= State-merging =

Concept in quantum information theory

In quantum information theory, quantum state merging is the transfer of a quantum state when the receiver already has part of the state. The process optimally transfers partial information using entanglement and classical communication. It allows for sending information using an amount of entanglement given by the conditional quantum entropy, $H(A|B)\,=\,H(AB)-H(B) \, .$ with $H(A)$ the von Neumann entropy, $H(A):=-Tr\rho_A\log\rho_A$. It thus provides an operational meaning to this quantity. It was proposed by Michał Horodecki, Jonathan Oppenheim and Andreas Winter in 2005.

Unlike its classical counterpart, the quantum conditional entropy can be negative. In this case, the sender can transfer the state to the receiver using no entanglement, and as an added bonus, this amount of entanglement can be gained, rather than used. Thus quantum information can be negative.

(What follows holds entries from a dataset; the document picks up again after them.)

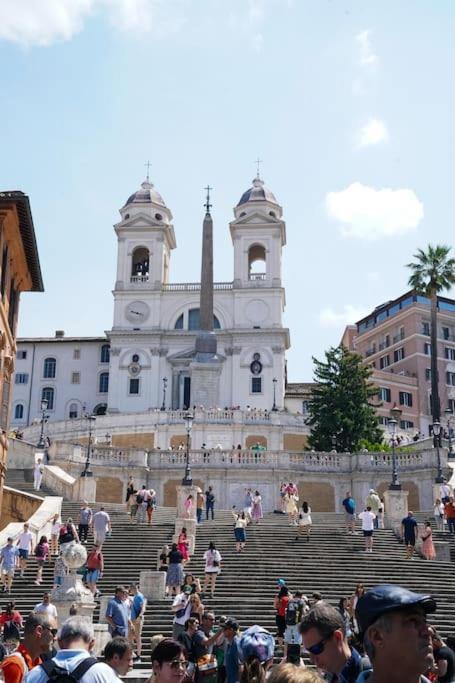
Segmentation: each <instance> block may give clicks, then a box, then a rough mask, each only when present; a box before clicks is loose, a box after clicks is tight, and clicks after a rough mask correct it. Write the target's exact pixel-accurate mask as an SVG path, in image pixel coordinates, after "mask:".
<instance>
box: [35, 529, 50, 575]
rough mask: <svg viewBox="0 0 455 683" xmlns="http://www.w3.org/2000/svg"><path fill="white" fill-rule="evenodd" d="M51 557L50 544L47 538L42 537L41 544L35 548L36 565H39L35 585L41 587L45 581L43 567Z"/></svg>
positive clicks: (42, 536)
mask: <svg viewBox="0 0 455 683" xmlns="http://www.w3.org/2000/svg"><path fill="white" fill-rule="evenodd" d="M48 557H49V543H48V542H47V536H41V538H40V540H39V542H38V543H37V544H36V547H35V558H36V564H37V565H38V570H37V572H36V579H35V584H36V585H37V586H39V585H40V584H41V582H42V580H43V567H44V563H45V562H46V560H47V559H48Z"/></svg>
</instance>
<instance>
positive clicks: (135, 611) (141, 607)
mask: <svg viewBox="0 0 455 683" xmlns="http://www.w3.org/2000/svg"><path fill="white" fill-rule="evenodd" d="M144 603H145V598H144V596H143V595H142V593H136V595H135V596H134V598H133V602H132V604H131V619H137V617H138V616H139V614H140V613H141V609H142V605H144Z"/></svg>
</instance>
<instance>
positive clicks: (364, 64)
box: [355, 30, 379, 67]
mask: <svg viewBox="0 0 455 683" xmlns="http://www.w3.org/2000/svg"><path fill="white" fill-rule="evenodd" d="M370 33H371V31H369V30H366V31H361V33H358V34H357V35H356V37H355V40H356V43H357V44H358V46H359V49H360V64H361V65H362V66H365V67H368V66H373V65H375V64H377V63H378V62H379V57H378V55H377V54H375V52H374V50H373V47H372V45H371V40H370Z"/></svg>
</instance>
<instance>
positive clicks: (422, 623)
mask: <svg viewBox="0 0 455 683" xmlns="http://www.w3.org/2000/svg"><path fill="white" fill-rule="evenodd" d="M435 610H436V602H435V600H434V599H433V598H432V597H431V595H421V594H419V593H413V592H412V591H408V590H406V588H402V587H401V586H394V585H392V584H381V585H379V586H375V587H374V588H371V589H370V590H369V591H367V592H366V593H365V594H364V595H363V596H362V597H361V598H359V600H358V602H357V605H356V609H355V614H356V619H357V623H358V624H359V628H360V631H361V633H362V634H363V643H364V646H365V652H366V653H367V654H368V656H369V658H370V660H371V663H372V666H373V669H372V670H370V671H365V672H363V673H362V674H360V676H359V678H358V679H357V683H365V681H368V683H395V682H397V683H398V682H399V683H428V679H427V678H425V676H424V675H423V674H425V673H426V672H427V671H428V670H429V669H430V668H431V667H432V666H433V665H434V659H433V647H432V642H431V633H430V628H429V625H428V624H427V614H430V613H431V612H435Z"/></svg>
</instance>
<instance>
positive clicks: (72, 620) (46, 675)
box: [27, 616, 118, 683]
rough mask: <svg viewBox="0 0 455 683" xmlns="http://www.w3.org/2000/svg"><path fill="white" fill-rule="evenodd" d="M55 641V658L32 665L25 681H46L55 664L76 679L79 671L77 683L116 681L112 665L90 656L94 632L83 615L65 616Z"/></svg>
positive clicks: (111, 681)
mask: <svg viewBox="0 0 455 683" xmlns="http://www.w3.org/2000/svg"><path fill="white" fill-rule="evenodd" d="M58 644H59V647H60V650H59V651H58V652H57V654H56V655H55V657H53V658H52V659H49V660H47V661H45V662H44V663H43V664H40V665H39V666H35V668H34V669H32V670H31V671H30V672H29V674H28V675H27V683H47V681H48V680H49V675H50V674H51V673H52V671H53V670H54V669H55V667H59V668H62V669H66V671H68V673H74V676H75V678H76V680H77V679H78V674H79V675H80V674H82V676H81V677H80V678H79V679H78V680H79V683H118V677H117V674H116V673H115V671H114V669H113V668H112V667H110V666H108V665H107V664H104V663H103V662H98V661H97V660H96V658H95V657H91V656H90V650H91V649H92V648H93V646H94V644H95V634H94V632H93V626H92V624H90V622H88V621H87V620H86V618H85V617H81V616H75V617H70V618H69V619H67V620H66V621H65V622H64V623H63V625H62V627H61V628H60V632H59V634H58ZM79 667H80V668H79ZM77 669H78V671H77Z"/></svg>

The amount of classical information needed is the mutual information $I(A:R):=H(A)+H(R)-H(AR)$. The case where the classical communication is replaced by quantum communication was considered in. This is known as the fully quantum Slepian–Wolf theorem, since everything is sent down the quantum channel. A single-shot version of state merging was found by Berta, and a multiparty single shot version was found in. The quantum discord has been interpreted using state merging.